“不僅如此,她還想把那賤雌性剁碎了喂最下等的牲畜!你若不殺她,她一定會殺了那賤雌性的!”
櫻蕾暴怒恣睢的看着池深深,內心最深處涌出的仇恨,像是絞肉機一般……這就是她的真實想法!
千刀萬剮了池深深她覺得太輕了,必須剁碎了喂下等獸才能泄她心裡的仇恨!
瑪莎以爲自己出現幻覺了,實在是難以相信櫻蕾會說出這番話。
於是,她強忍着腹痛,跟特洛苦苦求饒:“不是她說的那樣,我……我真的沒有殺她的意思……我是太喜歡你了,實在難以接受她懷了你的崽……你現在也把我的崽打掉了,就可以抵消了我的錯,求求你,求求你,放過我吧……”
“……”
特洛真不想放過她,但,前提是要等鷹王來了以後……他不會讓深深受這樣不明不白的委屈!
隨之,他抱着池深深和伯曼跳下樹,走到櫻蕾面前,平心靜氣的對她說:“你無非就是想我憤怒殺死瑪莎,然後挑起鷹王的憤怒,讓他們鷹族權利對付我,當然,你爲了達到目的,連自己也算計進去了……

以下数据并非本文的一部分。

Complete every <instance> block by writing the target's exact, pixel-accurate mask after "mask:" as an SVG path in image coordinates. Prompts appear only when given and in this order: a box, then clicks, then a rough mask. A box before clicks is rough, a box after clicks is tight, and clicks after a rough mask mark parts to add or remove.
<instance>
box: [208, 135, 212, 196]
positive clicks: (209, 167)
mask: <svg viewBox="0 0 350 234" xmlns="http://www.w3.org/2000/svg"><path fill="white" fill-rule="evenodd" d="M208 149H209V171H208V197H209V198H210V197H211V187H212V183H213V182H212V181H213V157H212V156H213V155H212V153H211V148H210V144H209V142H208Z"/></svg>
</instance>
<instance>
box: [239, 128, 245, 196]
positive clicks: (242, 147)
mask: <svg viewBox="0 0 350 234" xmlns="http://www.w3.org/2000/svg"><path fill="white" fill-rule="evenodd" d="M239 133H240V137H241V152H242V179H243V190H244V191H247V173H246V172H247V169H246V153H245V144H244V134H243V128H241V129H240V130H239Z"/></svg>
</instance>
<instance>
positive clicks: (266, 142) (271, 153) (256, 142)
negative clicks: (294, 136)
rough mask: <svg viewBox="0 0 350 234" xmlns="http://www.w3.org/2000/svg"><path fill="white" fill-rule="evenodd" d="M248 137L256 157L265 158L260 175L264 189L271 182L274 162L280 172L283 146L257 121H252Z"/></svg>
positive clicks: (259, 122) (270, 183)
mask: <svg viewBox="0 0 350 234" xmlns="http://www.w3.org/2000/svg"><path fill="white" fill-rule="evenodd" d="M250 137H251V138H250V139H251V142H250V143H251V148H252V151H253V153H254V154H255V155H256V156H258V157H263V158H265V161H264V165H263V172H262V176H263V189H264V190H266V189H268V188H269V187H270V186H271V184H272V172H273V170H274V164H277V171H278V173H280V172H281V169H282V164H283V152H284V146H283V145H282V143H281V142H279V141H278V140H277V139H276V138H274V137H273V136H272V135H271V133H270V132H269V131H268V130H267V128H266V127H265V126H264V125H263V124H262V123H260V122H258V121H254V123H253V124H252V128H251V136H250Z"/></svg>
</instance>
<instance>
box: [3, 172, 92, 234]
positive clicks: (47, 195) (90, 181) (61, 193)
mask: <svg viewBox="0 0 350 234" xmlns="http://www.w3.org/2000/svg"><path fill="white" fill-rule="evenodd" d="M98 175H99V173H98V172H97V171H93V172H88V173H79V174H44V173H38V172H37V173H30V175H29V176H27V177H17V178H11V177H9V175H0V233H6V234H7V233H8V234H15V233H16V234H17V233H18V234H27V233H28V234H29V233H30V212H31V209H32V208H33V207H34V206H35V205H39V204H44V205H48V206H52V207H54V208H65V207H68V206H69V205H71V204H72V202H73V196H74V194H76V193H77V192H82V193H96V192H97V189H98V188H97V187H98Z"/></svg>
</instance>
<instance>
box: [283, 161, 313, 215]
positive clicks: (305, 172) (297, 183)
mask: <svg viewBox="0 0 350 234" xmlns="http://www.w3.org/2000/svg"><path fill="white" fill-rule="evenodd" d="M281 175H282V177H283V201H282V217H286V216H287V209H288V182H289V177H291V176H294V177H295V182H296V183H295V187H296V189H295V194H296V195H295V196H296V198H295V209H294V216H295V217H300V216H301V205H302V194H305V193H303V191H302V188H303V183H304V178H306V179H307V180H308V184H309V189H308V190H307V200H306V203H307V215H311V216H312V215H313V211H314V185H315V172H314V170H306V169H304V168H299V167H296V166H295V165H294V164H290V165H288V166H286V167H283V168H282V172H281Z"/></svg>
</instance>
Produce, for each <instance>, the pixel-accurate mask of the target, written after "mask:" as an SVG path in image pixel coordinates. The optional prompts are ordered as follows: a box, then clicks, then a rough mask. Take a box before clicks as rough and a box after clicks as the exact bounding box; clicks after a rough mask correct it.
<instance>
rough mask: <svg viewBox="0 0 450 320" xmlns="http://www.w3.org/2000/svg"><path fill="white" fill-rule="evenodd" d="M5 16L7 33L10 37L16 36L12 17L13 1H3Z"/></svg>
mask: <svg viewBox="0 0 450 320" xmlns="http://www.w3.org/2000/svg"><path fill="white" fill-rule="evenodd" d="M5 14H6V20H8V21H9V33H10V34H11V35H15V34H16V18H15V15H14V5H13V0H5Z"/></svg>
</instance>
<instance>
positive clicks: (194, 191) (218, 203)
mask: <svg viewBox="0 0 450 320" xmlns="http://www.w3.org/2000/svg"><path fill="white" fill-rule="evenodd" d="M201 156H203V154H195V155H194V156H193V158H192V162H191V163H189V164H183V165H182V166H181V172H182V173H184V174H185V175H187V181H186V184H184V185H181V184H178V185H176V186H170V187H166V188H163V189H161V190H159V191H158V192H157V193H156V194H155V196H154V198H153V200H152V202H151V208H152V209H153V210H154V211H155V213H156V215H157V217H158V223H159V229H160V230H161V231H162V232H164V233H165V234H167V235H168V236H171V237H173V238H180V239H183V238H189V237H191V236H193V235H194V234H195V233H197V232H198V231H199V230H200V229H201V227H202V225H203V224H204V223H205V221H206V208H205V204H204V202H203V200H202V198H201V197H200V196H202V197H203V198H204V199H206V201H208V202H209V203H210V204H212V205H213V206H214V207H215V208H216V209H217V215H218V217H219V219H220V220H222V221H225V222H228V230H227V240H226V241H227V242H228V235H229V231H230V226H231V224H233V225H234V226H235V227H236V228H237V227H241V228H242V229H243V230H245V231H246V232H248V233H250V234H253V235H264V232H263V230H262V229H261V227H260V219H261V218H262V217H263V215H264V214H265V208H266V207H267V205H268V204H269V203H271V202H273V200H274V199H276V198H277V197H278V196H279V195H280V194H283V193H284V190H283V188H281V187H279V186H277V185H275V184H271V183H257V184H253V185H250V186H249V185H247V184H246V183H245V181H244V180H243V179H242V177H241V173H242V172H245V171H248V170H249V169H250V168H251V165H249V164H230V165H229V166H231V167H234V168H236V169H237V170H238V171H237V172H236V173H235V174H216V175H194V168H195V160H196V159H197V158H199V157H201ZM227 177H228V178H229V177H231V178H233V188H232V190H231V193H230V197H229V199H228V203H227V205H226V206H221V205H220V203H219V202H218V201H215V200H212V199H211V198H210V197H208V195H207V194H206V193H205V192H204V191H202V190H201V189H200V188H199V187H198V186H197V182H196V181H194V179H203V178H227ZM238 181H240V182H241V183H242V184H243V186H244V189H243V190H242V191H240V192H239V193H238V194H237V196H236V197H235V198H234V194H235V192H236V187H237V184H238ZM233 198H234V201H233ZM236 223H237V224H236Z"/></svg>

反之,如果我不按照你說的做,你就會在深深面前挑撥我和她的關係,抑或是等到以後的某天你還會想法設法的害死深深……小蕾,你不能再錯下去了,就算你失去的崽是深深失手害死的,你也不能整天沉浸在復仇中,你也可以想想,如果沒有深深替雌崽診治,若是她得了別的病夭折了呢?你就不生了?
活着就是要向前看,不能抱怨,不能怨恨,只有這樣上天才會眷顧你!你沒了雌崽,你還可以跟格爾木……再生,甚至,一開始的時候,你不讓普修斯做哪些壞事,或許你也會給他懷上一窩小雕崽。”
“呵……”櫻蕾無力的動了一下脣角,忽然間情緒爆發,衝他大吼:“你知道些什麼?!我根本就不能懷崽,若不是當年我遇到了一個神秘獸,她給了我一個東西讓我吃下,我連那個雌崽都懷不上……不然,我堂堂一個雕族至尊雌性,爲何害怕失去一個普通狐獸?!”
“……”
特洛有些震驚,櫻蕾口中的‘隱情’他從來都沒聽她說過……會是真的嗎?
“你怎麼可能生不了崽?又不是到了四五十歲的年齡,大好的年紀,怎麼可以這麼想呢?!”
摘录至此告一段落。